Dolci si è interrogata sui motivi che portano a questo radicamento economico delle mafie in Italia e nel resto del mondo: «Esiste una sovrapposizione tra la criminalità mafiosa ed economica. Bisogna combattere quest’ultima per contrastare la mafia. Anche perché il rapporto con gli imprenditori è cambiato: denunciano sempre meno perché ormai, per giustificare i conti e non vivere nella paura, chiedono la fattura nel caso gli venga imposto un pagamento dalle organizzazioni». È perciò importante, ha concluso, che le contromisure partano proprio dalle imprese: «Devono farsi carico dei modelli di organizzazione che le nostre normative prevedono. Ma è anche importante, dal punto di vista delle procure, lavorare in sinergia con le istituzioni. Come dimostrano le mie collaborazioni con prefetti più che sensibili ai temi dell’infiltrazione».

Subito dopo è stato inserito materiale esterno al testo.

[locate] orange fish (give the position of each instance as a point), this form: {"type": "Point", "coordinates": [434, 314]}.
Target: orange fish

Se il potere delle mafie passa quindi dall’economia, il procuratore distrettuale di Palermo Maurizio De Lucia ha spiegato che cosa nostra oggi «è più debole rispetto a quella degli anni Novanta perché oggi è impoverita. Sta cercando di ricostruire un vertice, sa di non poter tornare come prima senza riacquistare forza militare e per ottenerla bisogna far girare l’economia». L’unico modo in cui è possibile farlo, ha detto, «è tornare a investire sugli stupefacenti, avvalendosi di consorzi con le mafie straniere e stipulando accordi con la ‘ndrangheta senza pestarsi i piedi a vicenda. Ma anche cercando di rientrare nel sistema appalti».